MUTATOR FACTORS AND GENETIC VARIANCE COMPONENTS OF VIABILITY IN DROSOPHILA MELANOGASTER
In the process of testing whether or not the independent-locus selection model holds true with previously estimated genetic parameters (cf. Mukai and Maruyama 1971) in D. melanogaster collected near Raleigh, North Carolina, we found an abnormal phenomenon: an unusually large increase in dominance variance for viability in comparison with additive variance with the accumulation of mutations on 140 randomly sampled, inversion-free second chromosomes.
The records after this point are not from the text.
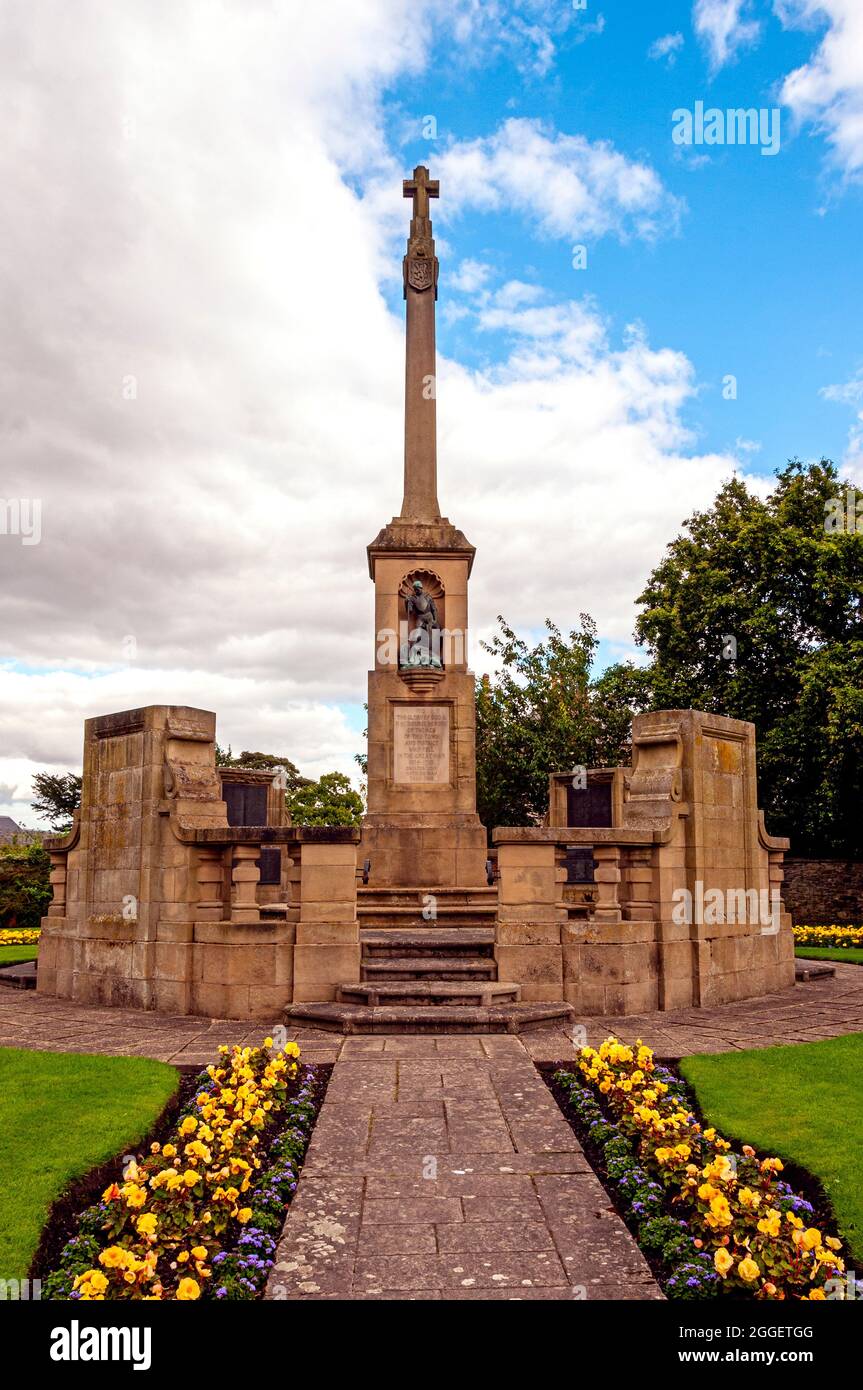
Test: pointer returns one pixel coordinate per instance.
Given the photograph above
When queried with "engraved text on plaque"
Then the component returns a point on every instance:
(421, 744)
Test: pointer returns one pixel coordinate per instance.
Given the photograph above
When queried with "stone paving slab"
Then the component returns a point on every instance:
(513, 1209)
(489, 1194)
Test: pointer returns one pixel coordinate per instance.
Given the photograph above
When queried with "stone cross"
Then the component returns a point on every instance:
(420, 188)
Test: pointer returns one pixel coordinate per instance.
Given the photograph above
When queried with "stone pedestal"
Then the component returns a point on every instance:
(421, 827)
(327, 950)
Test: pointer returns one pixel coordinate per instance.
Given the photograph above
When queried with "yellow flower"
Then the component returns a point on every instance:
(114, 1257)
(771, 1223)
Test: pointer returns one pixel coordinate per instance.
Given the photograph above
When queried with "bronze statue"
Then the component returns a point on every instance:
(424, 645)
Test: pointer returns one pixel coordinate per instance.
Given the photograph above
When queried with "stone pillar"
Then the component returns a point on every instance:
(210, 877)
(327, 950)
(245, 877)
(530, 915)
(638, 904)
(606, 876)
(57, 880)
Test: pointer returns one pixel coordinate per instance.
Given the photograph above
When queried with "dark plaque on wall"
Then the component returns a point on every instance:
(589, 805)
(246, 804)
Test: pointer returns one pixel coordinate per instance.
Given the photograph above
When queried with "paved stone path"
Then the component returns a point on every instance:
(441, 1168)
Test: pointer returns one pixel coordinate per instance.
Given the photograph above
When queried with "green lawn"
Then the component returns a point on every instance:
(60, 1115)
(10, 955)
(830, 954)
(799, 1102)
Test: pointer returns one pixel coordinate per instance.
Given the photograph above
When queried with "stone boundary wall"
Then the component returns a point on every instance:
(824, 891)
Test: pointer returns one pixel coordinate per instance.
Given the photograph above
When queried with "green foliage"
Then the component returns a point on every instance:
(63, 1114)
(331, 801)
(24, 884)
(57, 798)
(541, 713)
(790, 592)
(224, 758)
(801, 1102)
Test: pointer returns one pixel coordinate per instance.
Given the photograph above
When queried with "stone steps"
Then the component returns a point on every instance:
(442, 943)
(20, 976)
(387, 898)
(421, 993)
(413, 916)
(437, 966)
(441, 1018)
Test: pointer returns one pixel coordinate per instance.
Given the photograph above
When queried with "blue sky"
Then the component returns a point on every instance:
(762, 278)
(206, 202)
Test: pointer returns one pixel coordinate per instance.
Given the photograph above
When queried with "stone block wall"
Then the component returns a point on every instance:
(157, 902)
(687, 824)
(820, 893)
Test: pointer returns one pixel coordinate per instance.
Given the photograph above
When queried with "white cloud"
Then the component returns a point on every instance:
(566, 184)
(667, 46)
(470, 275)
(851, 394)
(181, 206)
(828, 89)
(724, 28)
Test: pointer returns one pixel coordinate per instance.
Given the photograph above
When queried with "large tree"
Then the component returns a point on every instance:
(542, 712)
(330, 801)
(756, 612)
(57, 797)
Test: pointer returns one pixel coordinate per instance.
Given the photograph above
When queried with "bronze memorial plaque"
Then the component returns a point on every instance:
(421, 744)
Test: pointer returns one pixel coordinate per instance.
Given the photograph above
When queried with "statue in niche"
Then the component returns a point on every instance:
(423, 645)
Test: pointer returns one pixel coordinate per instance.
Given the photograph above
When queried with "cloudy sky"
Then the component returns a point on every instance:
(203, 325)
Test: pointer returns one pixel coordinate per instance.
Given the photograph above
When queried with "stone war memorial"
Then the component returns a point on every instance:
(184, 888)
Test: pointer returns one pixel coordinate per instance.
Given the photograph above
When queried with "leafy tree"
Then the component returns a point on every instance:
(331, 801)
(756, 612)
(542, 712)
(57, 798)
(24, 884)
(261, 762)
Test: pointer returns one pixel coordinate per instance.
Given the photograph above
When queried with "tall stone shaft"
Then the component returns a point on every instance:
(420, 266)
(421, 829)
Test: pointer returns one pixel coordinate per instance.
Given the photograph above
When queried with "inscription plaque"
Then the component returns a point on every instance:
(421, 744)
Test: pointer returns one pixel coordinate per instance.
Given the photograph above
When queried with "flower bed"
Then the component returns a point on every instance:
(844, 937)
(719, 1222)
(200, 1215)
(20, 936)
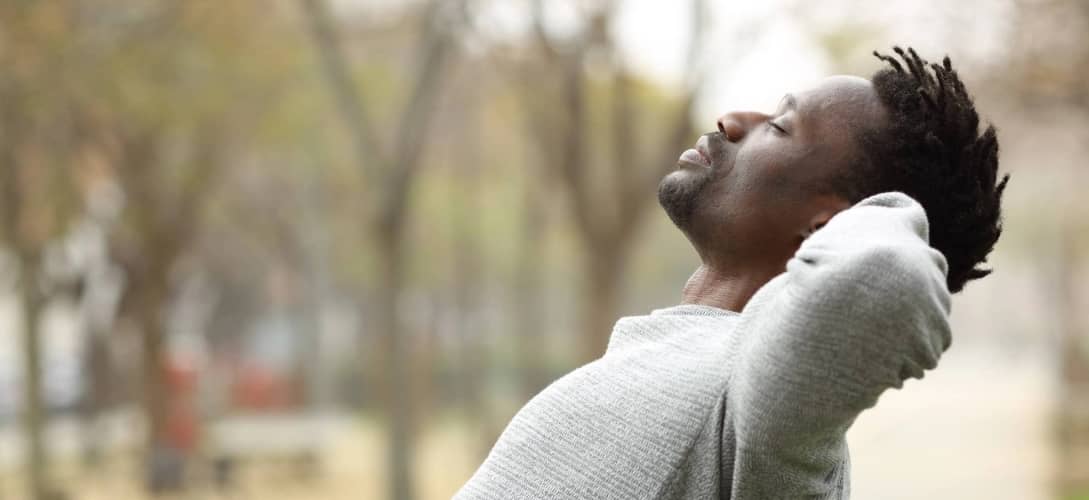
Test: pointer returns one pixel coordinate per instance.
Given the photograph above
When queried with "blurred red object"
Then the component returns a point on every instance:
(256, 388)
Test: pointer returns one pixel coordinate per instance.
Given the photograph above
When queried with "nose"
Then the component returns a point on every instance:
(735, 125)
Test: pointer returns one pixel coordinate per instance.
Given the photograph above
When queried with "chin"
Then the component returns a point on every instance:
(680, 193)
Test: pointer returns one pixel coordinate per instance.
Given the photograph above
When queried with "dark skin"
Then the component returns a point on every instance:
(749, 194)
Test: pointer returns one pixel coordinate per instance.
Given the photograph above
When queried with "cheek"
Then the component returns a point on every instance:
(763, 172)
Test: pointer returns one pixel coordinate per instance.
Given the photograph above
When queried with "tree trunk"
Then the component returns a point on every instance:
(155, 389)
(398, 386)
(600, 297)
(37, 462)
(527, 284)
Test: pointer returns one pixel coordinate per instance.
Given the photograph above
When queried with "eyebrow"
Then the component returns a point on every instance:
(791, 101)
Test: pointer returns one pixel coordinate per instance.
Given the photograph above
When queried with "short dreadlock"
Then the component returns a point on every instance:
(932, 150)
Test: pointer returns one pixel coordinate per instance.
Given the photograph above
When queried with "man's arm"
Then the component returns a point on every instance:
(861, 307)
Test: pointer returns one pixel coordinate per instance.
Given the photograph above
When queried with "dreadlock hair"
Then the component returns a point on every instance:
(931, 150)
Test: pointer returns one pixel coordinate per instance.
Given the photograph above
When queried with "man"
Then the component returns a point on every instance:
(831, 234)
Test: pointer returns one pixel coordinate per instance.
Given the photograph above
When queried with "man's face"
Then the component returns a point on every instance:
(755, 184)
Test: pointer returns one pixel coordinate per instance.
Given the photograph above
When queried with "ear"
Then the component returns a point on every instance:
(824, 208)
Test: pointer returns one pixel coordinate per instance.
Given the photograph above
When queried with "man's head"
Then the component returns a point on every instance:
(751, 192)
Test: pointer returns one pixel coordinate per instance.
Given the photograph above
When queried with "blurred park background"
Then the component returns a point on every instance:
(326, 248)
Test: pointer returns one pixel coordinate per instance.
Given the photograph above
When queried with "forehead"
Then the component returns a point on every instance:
(839, 106)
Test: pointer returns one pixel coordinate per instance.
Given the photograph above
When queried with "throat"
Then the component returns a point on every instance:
(723, 289)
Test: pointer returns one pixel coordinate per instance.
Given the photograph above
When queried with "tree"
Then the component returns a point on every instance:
(389, 173)
(37, 147)
(168, 150)
(609, 204)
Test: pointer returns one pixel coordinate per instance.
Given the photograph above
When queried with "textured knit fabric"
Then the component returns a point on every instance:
(694, 402)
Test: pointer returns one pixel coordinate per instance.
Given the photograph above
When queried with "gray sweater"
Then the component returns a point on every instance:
(694, 402)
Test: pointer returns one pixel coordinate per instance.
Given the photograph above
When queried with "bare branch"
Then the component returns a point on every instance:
(333, 64)
(416, 120)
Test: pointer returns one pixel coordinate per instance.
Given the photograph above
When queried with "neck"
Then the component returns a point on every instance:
(722, 288)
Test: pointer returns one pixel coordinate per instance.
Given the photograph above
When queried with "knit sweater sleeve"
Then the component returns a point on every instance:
(861, 307)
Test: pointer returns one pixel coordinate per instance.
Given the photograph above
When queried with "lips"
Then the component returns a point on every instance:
(698, 156)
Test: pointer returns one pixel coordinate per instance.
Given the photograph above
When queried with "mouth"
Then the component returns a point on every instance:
(698, 156)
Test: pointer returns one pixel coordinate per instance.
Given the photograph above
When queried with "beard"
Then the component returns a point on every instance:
(680, 194)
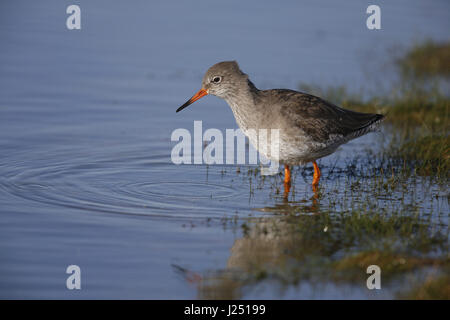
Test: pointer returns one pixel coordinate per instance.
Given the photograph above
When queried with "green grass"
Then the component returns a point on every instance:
(427, 59)
(386, 209)
(417, 112)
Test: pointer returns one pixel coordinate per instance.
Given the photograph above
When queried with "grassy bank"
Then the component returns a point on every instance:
(417, 109)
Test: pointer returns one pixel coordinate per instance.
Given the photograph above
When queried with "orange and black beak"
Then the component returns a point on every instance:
(201, 93)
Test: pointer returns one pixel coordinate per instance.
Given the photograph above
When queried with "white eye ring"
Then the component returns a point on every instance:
(216, 79)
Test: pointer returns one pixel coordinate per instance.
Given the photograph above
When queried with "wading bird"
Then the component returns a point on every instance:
(309, 127)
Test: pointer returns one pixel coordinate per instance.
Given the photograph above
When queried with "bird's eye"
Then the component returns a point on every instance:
(217, 79)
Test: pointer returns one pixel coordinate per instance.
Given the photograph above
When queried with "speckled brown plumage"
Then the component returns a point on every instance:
(310, 127)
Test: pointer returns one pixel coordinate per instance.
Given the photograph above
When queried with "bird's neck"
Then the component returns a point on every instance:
(243, 103)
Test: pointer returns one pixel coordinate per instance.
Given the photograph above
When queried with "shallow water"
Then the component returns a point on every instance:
(85, 124)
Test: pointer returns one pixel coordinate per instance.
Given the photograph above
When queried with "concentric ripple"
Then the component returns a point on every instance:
(134, 185)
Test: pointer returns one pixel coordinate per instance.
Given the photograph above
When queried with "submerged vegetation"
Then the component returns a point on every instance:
(389, 209)
(417, 108)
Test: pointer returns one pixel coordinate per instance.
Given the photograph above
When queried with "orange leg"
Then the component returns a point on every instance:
(316, 174)
(287, 179)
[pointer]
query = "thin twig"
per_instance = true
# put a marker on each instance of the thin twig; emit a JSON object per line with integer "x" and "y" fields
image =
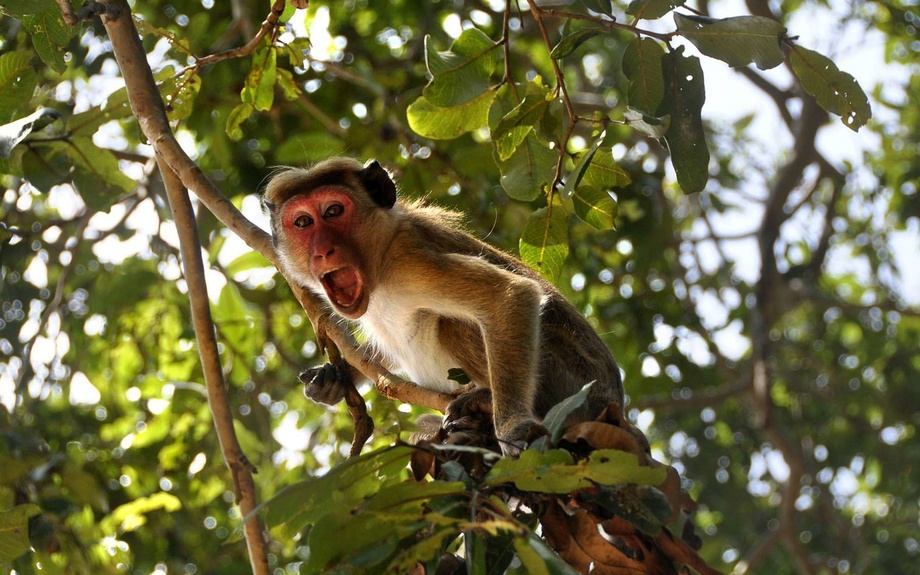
{"x": 241, "y": 469}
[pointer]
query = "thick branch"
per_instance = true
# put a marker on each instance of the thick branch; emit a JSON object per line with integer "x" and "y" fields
{"x": 218, "y": 402}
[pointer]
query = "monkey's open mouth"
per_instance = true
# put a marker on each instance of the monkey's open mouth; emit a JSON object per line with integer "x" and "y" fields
{"x": 343, "y": 286}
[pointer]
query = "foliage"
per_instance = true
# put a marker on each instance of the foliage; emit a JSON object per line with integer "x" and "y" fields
{"x": 552, "y": 135}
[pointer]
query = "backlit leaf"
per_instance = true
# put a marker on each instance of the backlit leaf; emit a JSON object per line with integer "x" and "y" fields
{"x": 437, "y": 123}
{"x": 737, "y": 41}
{"x": 684, "y": 96}
{"x": 835, "y": 91}
{"x": 544, "y": 244}
{"x": 642, "y": 67}
{"x": 462, "y": 73}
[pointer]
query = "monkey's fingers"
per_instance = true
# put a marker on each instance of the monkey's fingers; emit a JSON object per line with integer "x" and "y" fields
{"x": 325, "y": 383}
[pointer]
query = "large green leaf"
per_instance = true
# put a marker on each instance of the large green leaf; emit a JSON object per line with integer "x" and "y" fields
{"x": 516, "y": 124}
{"x": 835, "y": 91}
{"x": 462, "y": 73}
{"x": 737, "y": 41}
{"x": 642, "y": 67}
{"x": 556, "y": 472}
{"x": 438, "y": 123}
{"x": 684, "y": 96}
{"x": 343, "y": 487}
{"x": 529, "y": 169}
{"x": 309, "y": 147}
{"x": 259, "y": 89}
{"x": 49, "y": 36}
{"x": 544, "y": 244}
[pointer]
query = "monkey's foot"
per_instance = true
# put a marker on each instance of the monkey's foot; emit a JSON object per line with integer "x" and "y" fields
{"x": 325, "y": 383}
{"x": 516, "y": 437}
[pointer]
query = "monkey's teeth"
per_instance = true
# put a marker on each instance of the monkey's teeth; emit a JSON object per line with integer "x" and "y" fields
{"x": 343, "y": 286}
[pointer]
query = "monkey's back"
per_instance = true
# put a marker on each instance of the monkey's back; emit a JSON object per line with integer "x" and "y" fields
{"x": 571, "y": 352}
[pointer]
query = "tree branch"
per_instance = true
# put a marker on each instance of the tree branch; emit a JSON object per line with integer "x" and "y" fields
{"x": 148, "y": 108}
{"x": 241, "y": 469}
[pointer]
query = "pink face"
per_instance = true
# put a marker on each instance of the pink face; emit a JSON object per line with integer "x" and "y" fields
{"x": 321, "y": 225}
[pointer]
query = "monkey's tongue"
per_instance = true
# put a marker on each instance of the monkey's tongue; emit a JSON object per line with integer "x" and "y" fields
{"x": 343, "y": 286}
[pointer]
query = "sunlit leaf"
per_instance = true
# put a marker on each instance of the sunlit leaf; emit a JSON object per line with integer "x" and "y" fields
{"x": 17, "y": 82}
{"x": 570, "y": 42}
{"x": 544, "y": 244}
{"x": 516, "y": 124}
{"x": 642, "y": 67}
{"x": 462, "y": 73}
{"x": 683, "y": 100}
{"x": 529, "y": 169}
{"x": 14, "y": 531}
{"x": 737, "y": 41}
{"x": 49, "y": 36}
{"x": 437, "y": 123}
{"x": 835, "y": 91}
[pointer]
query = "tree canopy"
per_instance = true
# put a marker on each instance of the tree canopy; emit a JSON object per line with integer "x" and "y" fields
{"x": 709, "y": 183}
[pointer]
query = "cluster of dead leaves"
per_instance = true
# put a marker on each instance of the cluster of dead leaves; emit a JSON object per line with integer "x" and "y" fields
{"x": 580, "y": 526}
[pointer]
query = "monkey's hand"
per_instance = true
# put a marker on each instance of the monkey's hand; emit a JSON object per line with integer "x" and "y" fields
{"x": 324, "y": 383}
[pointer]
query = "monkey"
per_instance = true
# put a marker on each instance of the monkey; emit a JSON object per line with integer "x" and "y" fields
{"x": 430, "y": 297}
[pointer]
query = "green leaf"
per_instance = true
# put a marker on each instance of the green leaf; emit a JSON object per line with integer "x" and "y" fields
{"x": 835, "y": 91}
{"x": 516, "y": 124}
{"x": 20, "y": 8}
{"x": 529, "y": 169}
{"x": 288, "y": 85}
{"x": 642, "y": 67}
{"x": 684, "y": 96}
{"x": 551, "y": 472}
{"x": 737, "y": 41}
{"x": 15, "y": 132}
{"x": 132, "y": 515}
{"x": 645, "y": 507}
{"x": 544, "y": 245}
{"x": 49, "y": 36}
{"x": 555, "y": 418}
{"x": 570, "y": 42}
{"x": 179, "y": 93}
{"x": 309, "y": 147}
{"x": 537, "y": 558}
{"x": 245, "y": 262}
{"x": 17, "y": 83}
{"x": 14, "y": 531}
{"x": 595, "y": 207}
{"x": 343, "y": 487}
{"x": 462, "y": 73}
{"x": 648, "y": 125}
{"x": 652, "y": 9}
{"x": 259, "y": 89}
{"x": 237, "y": 116}
{"x": 555, "y": 471}
{"x": 96, "y": 174}
{"x": 437, "y": 123}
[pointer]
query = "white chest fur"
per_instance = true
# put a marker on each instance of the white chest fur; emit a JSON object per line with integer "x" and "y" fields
{"x": 406, "y": 334}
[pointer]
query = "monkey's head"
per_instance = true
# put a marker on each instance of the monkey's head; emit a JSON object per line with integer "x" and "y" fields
{"x": 329, "y": 224}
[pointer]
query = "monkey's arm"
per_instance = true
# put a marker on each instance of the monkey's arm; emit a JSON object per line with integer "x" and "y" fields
{"x": 324, "y": 383}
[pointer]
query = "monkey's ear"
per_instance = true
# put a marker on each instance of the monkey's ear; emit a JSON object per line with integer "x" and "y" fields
{"x": 378, "y": 184}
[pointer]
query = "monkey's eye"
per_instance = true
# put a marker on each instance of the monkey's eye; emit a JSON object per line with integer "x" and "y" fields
{"x": 334, "y": 210}
{"x": 303, "y": 221}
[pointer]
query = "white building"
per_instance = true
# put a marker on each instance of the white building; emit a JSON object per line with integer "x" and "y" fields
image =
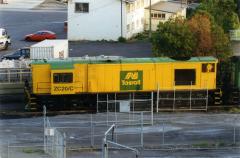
{"x": 111, "y": 19}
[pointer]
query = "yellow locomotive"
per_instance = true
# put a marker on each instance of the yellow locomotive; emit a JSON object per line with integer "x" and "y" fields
{"x": 73, "y": 77}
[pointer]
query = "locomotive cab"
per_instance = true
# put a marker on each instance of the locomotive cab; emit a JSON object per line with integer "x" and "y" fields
{"x": 62, "y": 82}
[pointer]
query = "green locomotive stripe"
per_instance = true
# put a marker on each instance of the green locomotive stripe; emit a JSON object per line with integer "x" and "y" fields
{"x": 69, "y": 63}
{"x": 131, "y": 80}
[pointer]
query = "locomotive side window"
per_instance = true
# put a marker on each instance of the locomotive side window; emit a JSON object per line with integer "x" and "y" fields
{"x": 62, "y": 78}
{"x": 210, "y": 67}
{"x": 185, "y": 77}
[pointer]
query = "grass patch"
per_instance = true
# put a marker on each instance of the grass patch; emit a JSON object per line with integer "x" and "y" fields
{"x": 203, "y": 145}
{"x": 31, "y": 151}
{"x": 235, "y": 110}
{"x": 143, "y": 36}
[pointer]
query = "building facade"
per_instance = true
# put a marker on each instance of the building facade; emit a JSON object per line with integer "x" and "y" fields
{"x": 108, "y": 19}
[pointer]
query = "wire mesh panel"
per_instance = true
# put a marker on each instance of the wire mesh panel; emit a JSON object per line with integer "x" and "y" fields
{"x": 55, "y": 144}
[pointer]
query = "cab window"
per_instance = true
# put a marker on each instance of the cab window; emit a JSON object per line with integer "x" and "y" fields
{"x": 62, "y": 78}
{"x": 185, "y": 77}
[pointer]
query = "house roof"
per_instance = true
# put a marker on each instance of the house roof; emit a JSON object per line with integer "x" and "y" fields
{"x": 129, "y": 1}
{"x": 69, "y": 62}
{"x": 168, "y": 6}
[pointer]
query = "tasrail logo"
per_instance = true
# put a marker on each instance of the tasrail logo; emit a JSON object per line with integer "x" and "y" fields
{"x": 131, "y": 80}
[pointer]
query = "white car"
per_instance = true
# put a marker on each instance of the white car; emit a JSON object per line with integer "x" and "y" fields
{"x": 4, "y": 39}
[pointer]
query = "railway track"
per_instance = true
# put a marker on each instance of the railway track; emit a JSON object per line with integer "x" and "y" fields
{"x": 15, "y": 114}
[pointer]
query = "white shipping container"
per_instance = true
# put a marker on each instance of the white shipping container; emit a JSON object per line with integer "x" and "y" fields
{"x": 48, "y": 49}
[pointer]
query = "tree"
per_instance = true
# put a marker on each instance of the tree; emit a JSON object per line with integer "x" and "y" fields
{"x": 221, "y": 44}
{"x": 200, "y": 26}
{"x": 174, "y": 39}
{"x": 198, "y": 36}
{"x": 224, "y": 12}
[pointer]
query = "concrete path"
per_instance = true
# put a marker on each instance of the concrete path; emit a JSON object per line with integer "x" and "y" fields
{"x": 19, "y": 4}
{"x": 25, "y": 5}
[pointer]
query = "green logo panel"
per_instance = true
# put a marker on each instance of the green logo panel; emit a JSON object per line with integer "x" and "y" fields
{"x": 131, "y": 80}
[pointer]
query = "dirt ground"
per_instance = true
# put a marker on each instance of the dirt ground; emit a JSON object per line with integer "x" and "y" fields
{"x": 172, "y": 135}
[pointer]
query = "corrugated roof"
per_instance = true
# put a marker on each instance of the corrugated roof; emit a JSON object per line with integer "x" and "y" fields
{"x": 168, "y": 6}
{"x": 69, "y": 62}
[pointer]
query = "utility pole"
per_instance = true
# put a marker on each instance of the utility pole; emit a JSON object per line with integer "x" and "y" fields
{"x": 238, "y": 6}
{"x": 150, "y": 19}
{"x": 121, "y": 19}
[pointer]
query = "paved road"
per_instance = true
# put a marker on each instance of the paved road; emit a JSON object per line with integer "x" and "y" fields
{"x": 20, "y": 23}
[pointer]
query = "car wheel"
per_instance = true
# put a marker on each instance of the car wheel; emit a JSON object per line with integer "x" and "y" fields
{"x": 6, "y": 46}
{"x": 27, "y": 39}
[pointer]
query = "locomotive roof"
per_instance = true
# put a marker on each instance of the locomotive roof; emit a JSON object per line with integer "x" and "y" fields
{"x": 68, "y": 63}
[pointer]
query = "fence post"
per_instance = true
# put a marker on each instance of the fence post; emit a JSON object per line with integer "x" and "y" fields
{"x": 65, "y": 146}
{"x": 191, "y": 97}
{"x": 92, "y": 135}
{"x": 142, "y": 129}
{"x": 97, "y": 102}
{"x": 44, "y": 129}
{"x": 104, "y": 149}
{"x": 152, "y": 108}
{"x": 234, "y": 131}
{"x": 163, "y": 134}
{"x": 157, "y": 97}
{"x": 107, "y": 109}
{"x": 8, "y": 151}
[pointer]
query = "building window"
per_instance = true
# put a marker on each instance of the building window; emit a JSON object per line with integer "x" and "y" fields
{"x": 142, "y": 21}
{"x": 128, "y": 28}
{"x": 138, "y": 23}
{"x": 128, "y": 8}
{"x": 185, "y": 77}
{"x": 132, "y": 27}
{"x": 142, "y": 3}
{"x": 210, "y": 67}
{"x": 82, "y": 7}
{"x": 62, "y": 77}
{"x": 138, "y": 4}
{"x": 161, "y": 16}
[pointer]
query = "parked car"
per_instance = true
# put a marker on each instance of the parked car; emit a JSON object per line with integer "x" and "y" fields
{"x": 40, "y": 36}
{"x": 4, "y": 39}
{"x": 20, "y": 53}
{"x": 65, "y": 26}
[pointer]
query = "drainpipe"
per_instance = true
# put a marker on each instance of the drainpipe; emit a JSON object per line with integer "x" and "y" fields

Mutations were accumulated only through males
... only through males heterozygous for the Pm-carrying chromosomes [In(2LR)bwV1] and the extracted second chromosomes, and the genetic variance components were estimated by using a partial diallel cross method.—Further investigations clarified that chromosome abberations occurred at a frequency of 0.0114 per second chromosome per generation (inversions: 0.0098; transpositions: 0.0011; translocations: 0.0004), and recessive lethal mutations occurred at an average rate of 0.031 per second chromosome per generation.—From these results and from the amount of change in the homozygous load, it was speculated that about 60-70% of the second chromosomes used had a kind of mutator which induced chromosome and/or chromatid breaks at a minimum rate of 0.18 per second chromosome per generation. These breaks resulted in recessive lethal mutations at a rate more than ten times higher than the normal rate. Also these breaks were most probably the cause of male recombination.—The above unusual increase in dominance variance can be explained by assuming that chromosome segments, introduced into the extracted "wild" chromosomes by male recombinations (double cross-over) from the marker chromosomes [In(2LR)bwV1], showed heterosis and linkage disequilibria with deleterious mutations and possibly with other introduced segments.—Finally, the nature and possible significance of mutator factors are discussed.